Я оказался прав: именно высотное здание в конце проспекта и было больницей. Конечно же, ни о каких красных крестах или, к примеру, полумесяцах на чужой планете и речи не могло быть — слишком просто, да и немыслимо. Но довольно типичная для многих миров архитектура, многочисленные таблички с эмблемами и указателями, а также одинаковые салатовые фургончики с абсолютно идентичными земным мигалками — все это недвусмысленно намекало на то, что мы прибыли по адресу.

Стекла во всем огромном корпусе были выбиты, кое-где оконные проемы чернели следами пожара. Пара медицинских фургонов были перевернуты, один каким-то немыслимым образом оказался на втором этаже и теперь опасно свисал задними колесами, грозя в любую секунду сорваться вниз. Жутковатое место. Сам того не желая, от увиденного я погрузился в воспоминания.

…Наше поколение сложно назвать здоровым, даже несмотря на повальное увлечение спортом в десятых-двадцатых годах. Хронические болезни, слабые сосуды — все это было про нас. И про меня в том числе. На втором или третьем курсе, сейчас уже и не вспомнить, я загремел в больницу с подозрением на сердечную недостаточность. Никогда не любил валяться на жесткой койке и принимать по часам таблетки, но тут просто выбора не было. И какой, помню, меня тогда охватил жуткий страх! Заправил постель и в изнеможении рухнул на узкую кровать, задыхаясь и обливаясь потом — словно мешки с картошкой таскал перед этим. Как так, думал я, неужели это навсегда? Не хочу! Нет! Ложиться засыпать со страхом, что ночью может случиться непоправимое, мучиться одышкой от малейшей нагрузки… И все это в двадцать с небольшим!

Диагноз мой в итоге не подтвердился. К очень большому счастью. Как потом объяснили врачи, это было стрессовое состояние, которое и дало нагрузку на организм. Да такую, что сердце заходило ходуном. Когда все прояснилось, здоровье быстро пошло на поправку, но с нервными переживаниями нужно было завязывать — так мне заявили с максимальной категоричностью и так же я решил для себя сам. Это была первая крупная жизненная мудрость, которую я обрел в больнице. А еще там же я впервые узнал цену настоящей дружбе.

До этого случая я был твердо уверен, что все люди, с которыми я общаюсь, мои хорошие друзья.

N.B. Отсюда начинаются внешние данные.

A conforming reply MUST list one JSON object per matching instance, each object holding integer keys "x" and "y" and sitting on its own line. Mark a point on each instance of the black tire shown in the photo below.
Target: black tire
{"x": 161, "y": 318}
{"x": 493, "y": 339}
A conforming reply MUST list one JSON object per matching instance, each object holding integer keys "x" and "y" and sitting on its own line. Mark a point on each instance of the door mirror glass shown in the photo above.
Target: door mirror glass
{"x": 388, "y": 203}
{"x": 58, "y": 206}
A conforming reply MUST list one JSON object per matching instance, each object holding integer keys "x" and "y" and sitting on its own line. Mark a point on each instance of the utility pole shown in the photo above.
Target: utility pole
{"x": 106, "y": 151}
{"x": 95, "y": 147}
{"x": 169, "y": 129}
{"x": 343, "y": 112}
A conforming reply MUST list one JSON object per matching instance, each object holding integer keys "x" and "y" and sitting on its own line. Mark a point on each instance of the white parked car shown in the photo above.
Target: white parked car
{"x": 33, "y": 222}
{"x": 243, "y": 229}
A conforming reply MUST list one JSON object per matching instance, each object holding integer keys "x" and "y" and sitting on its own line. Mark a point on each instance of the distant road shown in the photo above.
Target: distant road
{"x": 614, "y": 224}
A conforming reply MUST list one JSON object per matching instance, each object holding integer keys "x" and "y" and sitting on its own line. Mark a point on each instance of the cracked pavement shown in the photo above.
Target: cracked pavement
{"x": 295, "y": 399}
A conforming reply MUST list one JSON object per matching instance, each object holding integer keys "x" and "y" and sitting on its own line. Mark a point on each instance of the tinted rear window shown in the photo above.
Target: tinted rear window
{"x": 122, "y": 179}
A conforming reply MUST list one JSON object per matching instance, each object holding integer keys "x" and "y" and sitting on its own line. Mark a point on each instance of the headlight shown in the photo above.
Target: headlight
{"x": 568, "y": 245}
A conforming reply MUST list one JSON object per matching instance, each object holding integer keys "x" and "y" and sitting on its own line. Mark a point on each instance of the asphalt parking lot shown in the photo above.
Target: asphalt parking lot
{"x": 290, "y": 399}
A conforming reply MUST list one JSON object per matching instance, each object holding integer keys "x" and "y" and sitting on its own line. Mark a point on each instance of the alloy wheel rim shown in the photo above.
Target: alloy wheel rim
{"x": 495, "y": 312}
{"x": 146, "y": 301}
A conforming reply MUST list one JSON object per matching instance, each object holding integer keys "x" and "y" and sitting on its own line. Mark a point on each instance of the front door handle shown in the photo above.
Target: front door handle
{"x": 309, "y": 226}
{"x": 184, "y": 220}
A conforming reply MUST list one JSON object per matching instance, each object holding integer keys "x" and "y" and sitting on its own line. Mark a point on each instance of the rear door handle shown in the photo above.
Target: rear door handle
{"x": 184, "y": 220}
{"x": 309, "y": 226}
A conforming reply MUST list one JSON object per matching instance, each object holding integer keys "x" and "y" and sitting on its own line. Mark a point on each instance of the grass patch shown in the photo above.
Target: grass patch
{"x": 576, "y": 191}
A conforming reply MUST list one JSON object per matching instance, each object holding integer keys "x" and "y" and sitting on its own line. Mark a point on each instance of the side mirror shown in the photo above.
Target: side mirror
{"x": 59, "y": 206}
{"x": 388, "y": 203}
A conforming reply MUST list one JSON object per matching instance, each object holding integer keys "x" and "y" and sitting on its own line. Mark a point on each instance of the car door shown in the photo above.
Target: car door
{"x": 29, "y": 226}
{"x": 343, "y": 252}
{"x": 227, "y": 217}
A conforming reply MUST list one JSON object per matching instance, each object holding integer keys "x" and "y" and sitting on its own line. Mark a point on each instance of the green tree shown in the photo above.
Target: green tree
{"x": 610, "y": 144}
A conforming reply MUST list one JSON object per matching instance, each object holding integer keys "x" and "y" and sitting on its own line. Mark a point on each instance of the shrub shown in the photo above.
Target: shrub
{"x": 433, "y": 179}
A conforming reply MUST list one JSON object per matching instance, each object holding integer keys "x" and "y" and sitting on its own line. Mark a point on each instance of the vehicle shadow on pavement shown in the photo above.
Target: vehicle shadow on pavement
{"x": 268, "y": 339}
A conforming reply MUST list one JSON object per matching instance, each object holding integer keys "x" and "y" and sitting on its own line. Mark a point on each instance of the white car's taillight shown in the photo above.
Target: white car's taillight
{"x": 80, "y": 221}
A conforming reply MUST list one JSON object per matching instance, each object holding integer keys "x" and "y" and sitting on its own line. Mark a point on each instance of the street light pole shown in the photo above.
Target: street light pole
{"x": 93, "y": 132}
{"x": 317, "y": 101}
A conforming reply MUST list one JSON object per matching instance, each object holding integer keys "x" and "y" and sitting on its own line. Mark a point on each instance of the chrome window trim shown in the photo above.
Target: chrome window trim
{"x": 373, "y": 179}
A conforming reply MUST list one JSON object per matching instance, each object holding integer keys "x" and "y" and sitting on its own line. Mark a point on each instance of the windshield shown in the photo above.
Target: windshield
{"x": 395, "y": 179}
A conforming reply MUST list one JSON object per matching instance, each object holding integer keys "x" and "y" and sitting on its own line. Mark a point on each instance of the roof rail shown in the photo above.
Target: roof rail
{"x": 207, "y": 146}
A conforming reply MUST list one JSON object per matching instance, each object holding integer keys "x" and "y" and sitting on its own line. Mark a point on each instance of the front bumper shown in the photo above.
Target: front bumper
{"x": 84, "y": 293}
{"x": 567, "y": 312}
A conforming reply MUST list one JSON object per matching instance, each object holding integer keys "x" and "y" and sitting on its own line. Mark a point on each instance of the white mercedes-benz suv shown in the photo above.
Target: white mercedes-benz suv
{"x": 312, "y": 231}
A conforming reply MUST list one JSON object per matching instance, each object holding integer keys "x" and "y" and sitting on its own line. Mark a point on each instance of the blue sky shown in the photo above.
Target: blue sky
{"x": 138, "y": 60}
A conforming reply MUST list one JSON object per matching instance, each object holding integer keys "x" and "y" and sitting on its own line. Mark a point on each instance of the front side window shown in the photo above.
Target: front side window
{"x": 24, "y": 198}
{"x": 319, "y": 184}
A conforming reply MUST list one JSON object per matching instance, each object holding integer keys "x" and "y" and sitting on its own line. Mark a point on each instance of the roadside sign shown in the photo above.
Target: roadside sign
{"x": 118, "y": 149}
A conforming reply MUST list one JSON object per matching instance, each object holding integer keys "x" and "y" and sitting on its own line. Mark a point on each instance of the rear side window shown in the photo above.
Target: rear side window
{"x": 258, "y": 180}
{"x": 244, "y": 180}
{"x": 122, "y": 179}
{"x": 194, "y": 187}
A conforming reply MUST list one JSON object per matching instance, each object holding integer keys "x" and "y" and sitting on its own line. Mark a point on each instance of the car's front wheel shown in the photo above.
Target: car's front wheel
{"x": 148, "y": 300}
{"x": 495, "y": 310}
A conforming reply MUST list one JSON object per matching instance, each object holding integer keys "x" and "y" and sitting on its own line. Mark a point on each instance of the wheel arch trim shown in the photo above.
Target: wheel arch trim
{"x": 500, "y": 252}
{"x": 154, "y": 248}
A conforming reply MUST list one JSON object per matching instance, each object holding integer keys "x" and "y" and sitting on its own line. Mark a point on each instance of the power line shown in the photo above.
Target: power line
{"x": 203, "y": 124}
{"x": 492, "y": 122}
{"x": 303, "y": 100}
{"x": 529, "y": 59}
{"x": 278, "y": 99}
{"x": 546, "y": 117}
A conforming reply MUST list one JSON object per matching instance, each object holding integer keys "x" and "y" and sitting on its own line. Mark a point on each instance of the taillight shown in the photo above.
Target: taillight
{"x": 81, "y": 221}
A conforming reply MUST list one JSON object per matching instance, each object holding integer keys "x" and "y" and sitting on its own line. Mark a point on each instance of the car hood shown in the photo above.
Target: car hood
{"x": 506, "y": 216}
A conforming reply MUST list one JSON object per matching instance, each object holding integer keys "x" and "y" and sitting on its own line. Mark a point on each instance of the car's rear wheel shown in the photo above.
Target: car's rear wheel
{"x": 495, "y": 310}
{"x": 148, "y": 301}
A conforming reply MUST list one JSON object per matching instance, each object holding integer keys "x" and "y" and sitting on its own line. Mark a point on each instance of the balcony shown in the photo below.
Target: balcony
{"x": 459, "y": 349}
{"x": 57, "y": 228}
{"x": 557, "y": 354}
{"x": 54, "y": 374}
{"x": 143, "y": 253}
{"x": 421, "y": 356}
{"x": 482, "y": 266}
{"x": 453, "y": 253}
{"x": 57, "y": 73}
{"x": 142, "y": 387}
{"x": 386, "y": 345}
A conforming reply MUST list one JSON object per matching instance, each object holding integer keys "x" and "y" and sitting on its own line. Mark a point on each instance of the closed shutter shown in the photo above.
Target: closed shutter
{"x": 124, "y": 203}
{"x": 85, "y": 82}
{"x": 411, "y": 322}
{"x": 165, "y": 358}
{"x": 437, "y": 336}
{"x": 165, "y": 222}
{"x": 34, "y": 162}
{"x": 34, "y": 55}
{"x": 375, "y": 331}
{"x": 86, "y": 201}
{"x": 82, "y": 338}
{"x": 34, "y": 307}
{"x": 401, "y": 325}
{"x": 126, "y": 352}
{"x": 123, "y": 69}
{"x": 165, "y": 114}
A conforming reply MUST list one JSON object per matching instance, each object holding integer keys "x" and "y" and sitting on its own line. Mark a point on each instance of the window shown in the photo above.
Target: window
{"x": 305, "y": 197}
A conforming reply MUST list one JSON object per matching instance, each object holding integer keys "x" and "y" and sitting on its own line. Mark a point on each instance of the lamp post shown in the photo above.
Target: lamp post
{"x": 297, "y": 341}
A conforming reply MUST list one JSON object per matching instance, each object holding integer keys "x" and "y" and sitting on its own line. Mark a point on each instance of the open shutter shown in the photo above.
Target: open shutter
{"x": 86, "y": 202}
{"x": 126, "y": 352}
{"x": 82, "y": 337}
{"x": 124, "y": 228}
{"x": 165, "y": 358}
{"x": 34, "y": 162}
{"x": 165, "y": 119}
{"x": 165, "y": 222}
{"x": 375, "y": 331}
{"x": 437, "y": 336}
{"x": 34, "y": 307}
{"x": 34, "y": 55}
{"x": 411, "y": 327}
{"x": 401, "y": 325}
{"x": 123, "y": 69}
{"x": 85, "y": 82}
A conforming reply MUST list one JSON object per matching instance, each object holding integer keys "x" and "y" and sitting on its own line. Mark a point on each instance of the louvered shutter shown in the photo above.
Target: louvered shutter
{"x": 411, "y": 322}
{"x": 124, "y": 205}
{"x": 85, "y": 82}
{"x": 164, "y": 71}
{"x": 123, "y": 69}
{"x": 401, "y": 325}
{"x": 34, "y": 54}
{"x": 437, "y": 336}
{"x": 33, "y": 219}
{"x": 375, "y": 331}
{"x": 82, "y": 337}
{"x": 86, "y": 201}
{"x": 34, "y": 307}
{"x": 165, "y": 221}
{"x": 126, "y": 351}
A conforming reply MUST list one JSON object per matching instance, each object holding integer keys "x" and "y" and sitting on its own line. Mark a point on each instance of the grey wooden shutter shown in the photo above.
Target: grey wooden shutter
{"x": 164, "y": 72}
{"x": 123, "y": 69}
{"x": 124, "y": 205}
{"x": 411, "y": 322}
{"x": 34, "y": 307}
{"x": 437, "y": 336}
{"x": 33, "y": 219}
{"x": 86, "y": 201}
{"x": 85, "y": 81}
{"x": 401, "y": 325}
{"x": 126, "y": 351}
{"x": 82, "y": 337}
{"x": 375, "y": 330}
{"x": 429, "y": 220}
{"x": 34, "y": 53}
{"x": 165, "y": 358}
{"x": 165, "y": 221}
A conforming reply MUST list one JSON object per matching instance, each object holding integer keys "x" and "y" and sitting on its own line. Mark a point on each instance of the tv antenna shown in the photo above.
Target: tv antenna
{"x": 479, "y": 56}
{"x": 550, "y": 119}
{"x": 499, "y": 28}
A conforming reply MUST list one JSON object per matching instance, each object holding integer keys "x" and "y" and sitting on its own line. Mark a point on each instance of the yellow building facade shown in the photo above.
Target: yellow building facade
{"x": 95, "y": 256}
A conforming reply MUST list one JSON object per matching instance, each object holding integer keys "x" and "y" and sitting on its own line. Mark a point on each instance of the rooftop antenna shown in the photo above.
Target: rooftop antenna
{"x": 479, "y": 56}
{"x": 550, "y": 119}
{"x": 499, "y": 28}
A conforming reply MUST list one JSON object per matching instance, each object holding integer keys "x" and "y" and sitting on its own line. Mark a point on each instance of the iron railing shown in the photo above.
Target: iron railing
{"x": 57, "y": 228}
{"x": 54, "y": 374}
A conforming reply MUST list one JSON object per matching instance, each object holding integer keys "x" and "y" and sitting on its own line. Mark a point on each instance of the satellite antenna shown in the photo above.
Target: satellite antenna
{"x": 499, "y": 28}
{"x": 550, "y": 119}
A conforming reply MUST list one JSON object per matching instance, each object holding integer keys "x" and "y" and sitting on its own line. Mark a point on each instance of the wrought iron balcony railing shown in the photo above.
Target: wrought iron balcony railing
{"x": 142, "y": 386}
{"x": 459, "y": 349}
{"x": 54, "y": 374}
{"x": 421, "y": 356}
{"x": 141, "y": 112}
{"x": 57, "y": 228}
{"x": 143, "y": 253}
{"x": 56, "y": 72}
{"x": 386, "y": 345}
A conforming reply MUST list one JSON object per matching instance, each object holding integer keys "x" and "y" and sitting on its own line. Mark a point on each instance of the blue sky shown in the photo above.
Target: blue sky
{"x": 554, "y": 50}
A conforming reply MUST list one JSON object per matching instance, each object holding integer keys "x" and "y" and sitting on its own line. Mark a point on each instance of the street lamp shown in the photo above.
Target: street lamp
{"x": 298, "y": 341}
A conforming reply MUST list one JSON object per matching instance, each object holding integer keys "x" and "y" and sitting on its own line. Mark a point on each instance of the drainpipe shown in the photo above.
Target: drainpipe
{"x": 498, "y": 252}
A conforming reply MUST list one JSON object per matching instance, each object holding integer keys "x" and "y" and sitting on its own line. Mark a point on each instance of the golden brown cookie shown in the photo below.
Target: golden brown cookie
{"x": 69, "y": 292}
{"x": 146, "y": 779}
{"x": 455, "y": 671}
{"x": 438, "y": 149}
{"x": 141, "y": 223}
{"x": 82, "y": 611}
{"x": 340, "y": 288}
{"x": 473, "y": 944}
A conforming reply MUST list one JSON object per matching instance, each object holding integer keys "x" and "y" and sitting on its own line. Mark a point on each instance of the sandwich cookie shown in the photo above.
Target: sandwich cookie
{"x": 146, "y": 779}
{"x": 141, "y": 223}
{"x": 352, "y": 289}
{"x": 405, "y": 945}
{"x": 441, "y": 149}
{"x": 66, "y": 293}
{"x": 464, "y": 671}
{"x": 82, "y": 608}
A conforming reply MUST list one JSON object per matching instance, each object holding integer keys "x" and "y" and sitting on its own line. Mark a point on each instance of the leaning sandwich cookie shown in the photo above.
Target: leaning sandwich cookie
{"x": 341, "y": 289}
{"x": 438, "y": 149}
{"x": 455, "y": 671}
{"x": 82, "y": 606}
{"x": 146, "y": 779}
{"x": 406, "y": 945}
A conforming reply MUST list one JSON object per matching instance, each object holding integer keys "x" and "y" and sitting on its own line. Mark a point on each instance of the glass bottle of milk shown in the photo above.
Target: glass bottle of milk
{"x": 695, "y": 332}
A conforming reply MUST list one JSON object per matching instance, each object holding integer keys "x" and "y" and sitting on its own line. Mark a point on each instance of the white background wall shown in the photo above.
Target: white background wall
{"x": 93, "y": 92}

И каждый из них обязательно протянет руку в трудную минуту. Но вот я лежу в одной палате с семью стариками, еще один лежит в коридоре на протертом гостевом диване из-за нехватки мест, а телефон не то чтобы не разрывается от звонков и сообщений — он просто молчит. Мама с папой заходят каждый день в одно и то же время, я всегда знаю, когда их ждать, им не нужно заранее предупреждать меня о визите. Пару раз дали о себе знать Витька с Захаром, но один хотел попросить меня помочь с рефератом, а второй знал, что я в больнице, но спьяну об этом забыл — звонил пригласить на какую-то очередную вечеринку. Вот и все. И страшнее забарахлившего сердца для меня в те дни было осознание одиночества, которое могло поглотить меня, если бы не Ефимов. Тоже Александр, мой тезка, с которым мы общались еще со школы и даже поступили в один университет, но я его считал именно что другом детства — с такими обычно в итоге расходятся. А оказалось, что он был единственным, на кого я вообще мог хоть как-то положиться. Случайно узнав от моих родителей, что я лежу в кардиологии, он прискакал проведать меня с другого конца города (к тому времени мы уже переехали) и с тех пор заезжал регулярно. И не просто носил передачки, а держал меня в курсе последних новостей, поддерживал и не давал впасть в депрессию. Так мы с ним и сдружились заново, а к больницам в любых проявлениях у меня теперь нечто вроде фобии.